Extension de la zone d’exclusion au nord

La municipalité en a profité pour étendre la zone d’exclusion au nord de Gerland, là où le périmètre avait été grandement élargi en décembre dernier. Les camionnettes sont désormais interdites jusqu’à la rue Bollier. A la Ville de Lyon, on se défend toujours de faire “une chasse aux sorcières” : “si on voulait zéro camionnettes, on pourrait le faire. Notre volonté est de stabiliser le nombre”. Dans le périmètre de l’arrêté, il resterait, selon la mairie une cinquantaine de camionnettes.

L’association Cabiria dénonce une nouvelle fois cette politique municipale : “Le maire de Lyon et son adjoint ne prennent plus la peine de se cacher derrière les récriminations des riverains pour chasser les personnes prostituées, déclare Florence Garcia, la directrice de l'association.
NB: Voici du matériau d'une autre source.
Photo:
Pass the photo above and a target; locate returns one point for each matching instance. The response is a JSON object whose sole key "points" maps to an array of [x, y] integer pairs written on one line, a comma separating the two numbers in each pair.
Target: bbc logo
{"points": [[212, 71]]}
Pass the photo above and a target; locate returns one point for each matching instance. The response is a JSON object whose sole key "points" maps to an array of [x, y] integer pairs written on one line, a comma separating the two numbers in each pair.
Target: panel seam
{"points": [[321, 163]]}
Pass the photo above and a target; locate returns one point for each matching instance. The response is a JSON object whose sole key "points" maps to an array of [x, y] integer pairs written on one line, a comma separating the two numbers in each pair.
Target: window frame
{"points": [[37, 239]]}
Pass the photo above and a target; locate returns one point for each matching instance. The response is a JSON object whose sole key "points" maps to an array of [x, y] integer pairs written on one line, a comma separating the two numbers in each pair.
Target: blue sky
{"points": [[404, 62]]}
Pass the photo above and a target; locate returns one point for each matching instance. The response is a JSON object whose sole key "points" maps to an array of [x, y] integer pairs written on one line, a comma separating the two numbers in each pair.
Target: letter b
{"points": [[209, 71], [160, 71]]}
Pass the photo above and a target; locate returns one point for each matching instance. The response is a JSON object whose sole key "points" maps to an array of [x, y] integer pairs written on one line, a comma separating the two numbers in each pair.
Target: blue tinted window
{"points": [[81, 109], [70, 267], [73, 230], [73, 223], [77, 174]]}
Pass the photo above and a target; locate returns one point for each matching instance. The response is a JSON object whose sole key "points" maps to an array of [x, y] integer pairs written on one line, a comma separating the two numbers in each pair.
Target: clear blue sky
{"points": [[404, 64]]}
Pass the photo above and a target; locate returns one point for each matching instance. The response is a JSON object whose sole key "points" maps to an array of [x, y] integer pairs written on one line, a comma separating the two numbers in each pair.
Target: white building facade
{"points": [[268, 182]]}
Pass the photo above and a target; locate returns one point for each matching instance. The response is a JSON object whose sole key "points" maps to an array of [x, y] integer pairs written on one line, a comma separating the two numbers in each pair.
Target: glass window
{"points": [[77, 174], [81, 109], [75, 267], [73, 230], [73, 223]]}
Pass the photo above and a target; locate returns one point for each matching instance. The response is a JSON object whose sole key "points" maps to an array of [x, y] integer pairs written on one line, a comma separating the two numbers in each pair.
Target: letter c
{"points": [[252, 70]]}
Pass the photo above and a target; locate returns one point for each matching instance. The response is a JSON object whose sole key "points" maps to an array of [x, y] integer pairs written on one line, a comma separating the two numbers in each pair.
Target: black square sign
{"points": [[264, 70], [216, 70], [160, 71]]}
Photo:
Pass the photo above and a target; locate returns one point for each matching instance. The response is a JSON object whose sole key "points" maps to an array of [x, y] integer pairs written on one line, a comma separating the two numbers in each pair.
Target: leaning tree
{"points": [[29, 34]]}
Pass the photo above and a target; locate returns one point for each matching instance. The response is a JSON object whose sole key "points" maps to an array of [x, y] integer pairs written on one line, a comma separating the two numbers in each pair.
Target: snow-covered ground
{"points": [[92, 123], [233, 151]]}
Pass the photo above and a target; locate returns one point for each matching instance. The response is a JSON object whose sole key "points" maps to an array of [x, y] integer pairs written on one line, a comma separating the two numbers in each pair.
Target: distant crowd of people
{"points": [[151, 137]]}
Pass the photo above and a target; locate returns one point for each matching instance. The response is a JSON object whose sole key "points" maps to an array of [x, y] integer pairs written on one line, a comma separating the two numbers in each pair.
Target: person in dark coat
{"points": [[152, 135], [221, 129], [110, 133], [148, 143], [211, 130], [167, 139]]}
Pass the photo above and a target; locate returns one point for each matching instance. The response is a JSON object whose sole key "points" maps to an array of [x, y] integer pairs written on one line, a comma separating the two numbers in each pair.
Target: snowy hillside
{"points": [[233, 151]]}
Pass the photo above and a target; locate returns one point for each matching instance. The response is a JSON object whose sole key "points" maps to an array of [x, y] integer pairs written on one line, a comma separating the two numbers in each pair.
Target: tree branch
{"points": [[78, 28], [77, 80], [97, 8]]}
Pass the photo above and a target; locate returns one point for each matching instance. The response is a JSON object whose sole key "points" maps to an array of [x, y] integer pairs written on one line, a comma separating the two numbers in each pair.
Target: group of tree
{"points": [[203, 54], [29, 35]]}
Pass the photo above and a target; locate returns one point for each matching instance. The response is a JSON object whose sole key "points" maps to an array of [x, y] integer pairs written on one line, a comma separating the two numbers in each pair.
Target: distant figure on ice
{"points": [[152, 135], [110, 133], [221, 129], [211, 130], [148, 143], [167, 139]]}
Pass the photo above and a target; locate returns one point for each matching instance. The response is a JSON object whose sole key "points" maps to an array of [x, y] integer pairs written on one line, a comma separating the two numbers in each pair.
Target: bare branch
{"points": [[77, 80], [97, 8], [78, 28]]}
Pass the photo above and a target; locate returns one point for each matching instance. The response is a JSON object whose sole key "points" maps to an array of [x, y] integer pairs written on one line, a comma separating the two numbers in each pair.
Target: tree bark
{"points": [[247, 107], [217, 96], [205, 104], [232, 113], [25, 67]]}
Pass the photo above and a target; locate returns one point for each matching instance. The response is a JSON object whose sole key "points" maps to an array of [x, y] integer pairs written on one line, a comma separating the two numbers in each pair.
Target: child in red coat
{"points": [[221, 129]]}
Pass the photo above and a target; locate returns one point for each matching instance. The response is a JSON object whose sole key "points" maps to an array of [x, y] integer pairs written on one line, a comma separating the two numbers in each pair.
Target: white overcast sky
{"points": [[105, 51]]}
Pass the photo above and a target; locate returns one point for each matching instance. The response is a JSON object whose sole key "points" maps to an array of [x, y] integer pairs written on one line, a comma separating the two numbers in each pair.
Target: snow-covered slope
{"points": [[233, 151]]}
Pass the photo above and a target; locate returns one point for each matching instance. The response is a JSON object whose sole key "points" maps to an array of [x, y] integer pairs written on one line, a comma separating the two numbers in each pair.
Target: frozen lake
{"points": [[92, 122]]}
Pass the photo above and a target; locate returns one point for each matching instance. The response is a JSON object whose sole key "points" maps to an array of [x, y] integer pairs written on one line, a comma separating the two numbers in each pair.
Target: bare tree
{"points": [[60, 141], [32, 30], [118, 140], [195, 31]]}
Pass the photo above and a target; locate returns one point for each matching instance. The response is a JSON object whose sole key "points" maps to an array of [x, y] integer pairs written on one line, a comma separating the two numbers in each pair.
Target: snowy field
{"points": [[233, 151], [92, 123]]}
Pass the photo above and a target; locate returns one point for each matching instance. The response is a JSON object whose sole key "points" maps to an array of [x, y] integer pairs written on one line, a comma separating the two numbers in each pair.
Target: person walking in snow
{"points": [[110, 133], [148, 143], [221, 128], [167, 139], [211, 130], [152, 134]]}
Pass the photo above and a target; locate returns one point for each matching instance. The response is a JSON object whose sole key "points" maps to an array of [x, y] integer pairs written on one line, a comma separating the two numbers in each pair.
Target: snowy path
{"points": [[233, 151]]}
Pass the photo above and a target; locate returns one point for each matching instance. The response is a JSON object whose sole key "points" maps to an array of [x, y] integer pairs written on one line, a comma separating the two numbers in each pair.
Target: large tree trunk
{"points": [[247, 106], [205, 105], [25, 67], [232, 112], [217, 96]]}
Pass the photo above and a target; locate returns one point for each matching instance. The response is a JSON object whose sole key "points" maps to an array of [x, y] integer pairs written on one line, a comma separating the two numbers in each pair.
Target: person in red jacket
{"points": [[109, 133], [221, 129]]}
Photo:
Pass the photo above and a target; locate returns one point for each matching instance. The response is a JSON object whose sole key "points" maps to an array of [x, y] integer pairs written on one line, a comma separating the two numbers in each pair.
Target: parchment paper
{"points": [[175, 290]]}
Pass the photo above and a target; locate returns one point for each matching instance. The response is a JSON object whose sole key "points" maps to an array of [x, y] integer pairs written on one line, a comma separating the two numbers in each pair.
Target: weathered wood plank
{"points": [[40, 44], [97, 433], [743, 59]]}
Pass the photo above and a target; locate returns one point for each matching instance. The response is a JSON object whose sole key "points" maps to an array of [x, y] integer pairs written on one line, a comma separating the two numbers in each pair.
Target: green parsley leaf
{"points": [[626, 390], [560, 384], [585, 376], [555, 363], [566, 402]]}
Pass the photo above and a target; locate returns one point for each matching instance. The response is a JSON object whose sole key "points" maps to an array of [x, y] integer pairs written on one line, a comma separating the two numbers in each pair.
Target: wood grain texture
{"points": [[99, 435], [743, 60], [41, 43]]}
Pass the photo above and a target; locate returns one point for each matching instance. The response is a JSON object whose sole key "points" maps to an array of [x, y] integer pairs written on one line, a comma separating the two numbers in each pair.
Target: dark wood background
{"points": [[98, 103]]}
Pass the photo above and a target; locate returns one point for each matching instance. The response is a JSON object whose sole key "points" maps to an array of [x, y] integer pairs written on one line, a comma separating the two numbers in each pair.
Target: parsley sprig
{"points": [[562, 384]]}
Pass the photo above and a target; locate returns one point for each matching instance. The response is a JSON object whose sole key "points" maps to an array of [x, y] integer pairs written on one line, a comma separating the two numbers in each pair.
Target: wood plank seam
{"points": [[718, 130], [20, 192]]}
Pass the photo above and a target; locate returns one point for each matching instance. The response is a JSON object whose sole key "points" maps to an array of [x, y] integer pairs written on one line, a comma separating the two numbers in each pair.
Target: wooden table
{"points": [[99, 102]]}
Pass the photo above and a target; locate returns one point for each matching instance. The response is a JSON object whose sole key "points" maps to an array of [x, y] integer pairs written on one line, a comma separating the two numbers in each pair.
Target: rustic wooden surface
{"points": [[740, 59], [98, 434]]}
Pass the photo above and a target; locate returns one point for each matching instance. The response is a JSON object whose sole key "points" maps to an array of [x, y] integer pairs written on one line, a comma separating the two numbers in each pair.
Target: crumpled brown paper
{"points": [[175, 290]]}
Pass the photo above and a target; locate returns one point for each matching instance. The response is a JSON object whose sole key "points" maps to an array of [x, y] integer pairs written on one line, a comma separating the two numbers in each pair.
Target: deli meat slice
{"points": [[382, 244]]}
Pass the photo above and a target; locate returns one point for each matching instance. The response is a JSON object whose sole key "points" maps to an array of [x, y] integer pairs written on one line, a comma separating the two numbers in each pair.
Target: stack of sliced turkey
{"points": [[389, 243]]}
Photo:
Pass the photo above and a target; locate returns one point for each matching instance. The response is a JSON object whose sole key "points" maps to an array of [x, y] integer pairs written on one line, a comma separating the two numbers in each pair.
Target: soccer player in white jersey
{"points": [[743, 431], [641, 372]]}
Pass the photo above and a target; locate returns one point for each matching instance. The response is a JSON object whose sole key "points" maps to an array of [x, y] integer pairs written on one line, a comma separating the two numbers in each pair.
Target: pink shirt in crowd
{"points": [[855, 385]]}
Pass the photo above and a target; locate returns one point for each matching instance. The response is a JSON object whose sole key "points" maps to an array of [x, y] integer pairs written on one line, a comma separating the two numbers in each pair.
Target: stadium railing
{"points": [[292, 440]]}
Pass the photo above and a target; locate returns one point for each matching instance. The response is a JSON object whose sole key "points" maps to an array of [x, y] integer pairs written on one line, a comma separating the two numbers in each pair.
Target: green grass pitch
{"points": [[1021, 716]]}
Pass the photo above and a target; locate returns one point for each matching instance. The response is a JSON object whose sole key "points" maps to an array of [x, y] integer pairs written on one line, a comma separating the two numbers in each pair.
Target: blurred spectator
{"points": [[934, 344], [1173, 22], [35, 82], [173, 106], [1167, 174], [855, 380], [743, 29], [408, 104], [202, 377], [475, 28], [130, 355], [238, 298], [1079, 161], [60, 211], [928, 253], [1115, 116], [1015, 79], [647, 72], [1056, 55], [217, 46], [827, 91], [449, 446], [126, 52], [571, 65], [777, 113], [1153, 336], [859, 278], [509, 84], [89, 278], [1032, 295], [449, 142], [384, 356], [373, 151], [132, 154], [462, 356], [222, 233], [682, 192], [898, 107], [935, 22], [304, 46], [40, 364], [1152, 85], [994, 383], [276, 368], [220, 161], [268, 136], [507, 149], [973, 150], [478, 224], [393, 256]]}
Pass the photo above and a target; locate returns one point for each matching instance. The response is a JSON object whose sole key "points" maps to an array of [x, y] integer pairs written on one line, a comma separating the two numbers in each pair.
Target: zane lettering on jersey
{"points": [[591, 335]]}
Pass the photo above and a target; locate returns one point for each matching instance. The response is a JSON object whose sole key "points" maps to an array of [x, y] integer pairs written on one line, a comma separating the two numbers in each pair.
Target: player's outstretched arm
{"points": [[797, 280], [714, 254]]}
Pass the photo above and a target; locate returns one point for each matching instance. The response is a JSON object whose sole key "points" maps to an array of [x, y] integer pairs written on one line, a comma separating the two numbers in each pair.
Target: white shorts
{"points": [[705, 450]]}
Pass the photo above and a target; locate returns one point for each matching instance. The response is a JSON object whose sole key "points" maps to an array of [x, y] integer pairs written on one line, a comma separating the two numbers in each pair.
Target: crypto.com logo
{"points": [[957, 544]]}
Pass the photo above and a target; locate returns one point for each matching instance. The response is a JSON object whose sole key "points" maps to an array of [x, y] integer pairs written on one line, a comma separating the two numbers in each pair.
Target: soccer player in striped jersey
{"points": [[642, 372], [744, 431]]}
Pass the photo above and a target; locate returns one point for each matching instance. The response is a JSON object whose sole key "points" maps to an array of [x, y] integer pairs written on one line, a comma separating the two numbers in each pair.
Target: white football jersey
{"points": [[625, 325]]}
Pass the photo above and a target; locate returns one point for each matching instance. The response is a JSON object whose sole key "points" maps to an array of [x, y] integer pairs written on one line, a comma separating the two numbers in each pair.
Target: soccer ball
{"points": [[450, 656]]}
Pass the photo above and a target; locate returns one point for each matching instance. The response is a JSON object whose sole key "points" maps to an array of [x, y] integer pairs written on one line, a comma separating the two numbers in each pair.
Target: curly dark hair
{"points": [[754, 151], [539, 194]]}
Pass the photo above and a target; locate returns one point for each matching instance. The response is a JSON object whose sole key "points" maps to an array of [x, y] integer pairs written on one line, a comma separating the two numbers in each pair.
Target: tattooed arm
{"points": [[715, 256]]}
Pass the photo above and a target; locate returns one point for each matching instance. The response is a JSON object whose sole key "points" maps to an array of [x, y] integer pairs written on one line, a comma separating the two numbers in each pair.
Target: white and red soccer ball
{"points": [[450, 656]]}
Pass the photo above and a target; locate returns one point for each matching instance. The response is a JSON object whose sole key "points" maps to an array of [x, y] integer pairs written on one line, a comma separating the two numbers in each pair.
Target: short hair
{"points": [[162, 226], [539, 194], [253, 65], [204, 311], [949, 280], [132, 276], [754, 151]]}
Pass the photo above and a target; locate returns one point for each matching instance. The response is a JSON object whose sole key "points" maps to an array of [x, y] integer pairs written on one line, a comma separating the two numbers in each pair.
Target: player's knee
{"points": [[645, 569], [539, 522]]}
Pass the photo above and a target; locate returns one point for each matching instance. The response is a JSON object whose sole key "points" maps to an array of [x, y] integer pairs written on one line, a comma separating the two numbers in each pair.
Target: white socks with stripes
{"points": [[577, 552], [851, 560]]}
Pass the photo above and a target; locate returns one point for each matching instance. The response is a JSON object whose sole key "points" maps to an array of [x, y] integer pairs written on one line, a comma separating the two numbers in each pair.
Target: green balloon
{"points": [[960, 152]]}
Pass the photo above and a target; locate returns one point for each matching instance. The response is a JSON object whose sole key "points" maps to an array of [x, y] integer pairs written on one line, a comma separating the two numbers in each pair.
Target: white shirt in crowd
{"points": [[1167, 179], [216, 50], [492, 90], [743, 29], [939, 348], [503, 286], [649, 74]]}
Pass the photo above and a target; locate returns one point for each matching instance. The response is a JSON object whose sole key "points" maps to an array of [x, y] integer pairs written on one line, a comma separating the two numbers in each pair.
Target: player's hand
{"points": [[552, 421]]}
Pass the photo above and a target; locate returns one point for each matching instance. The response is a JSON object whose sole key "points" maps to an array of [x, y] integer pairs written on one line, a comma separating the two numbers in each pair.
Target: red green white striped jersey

Il est très clair que ce sont des intérêts économiques et financiers qui sont privilégiés, au détriment de la situation de ces femmes que l'on pousse dans une précarité alarmante”. A l’heure où nous postons cet article, il ne reste plus qu'une camionnette dans la “Biotech Alley”.

Photo : Deux camionnettes de prostituées dans la "Biotech Alley" photographiées le jeudi 20 mai. Au fond, l'entreprise Genzyme.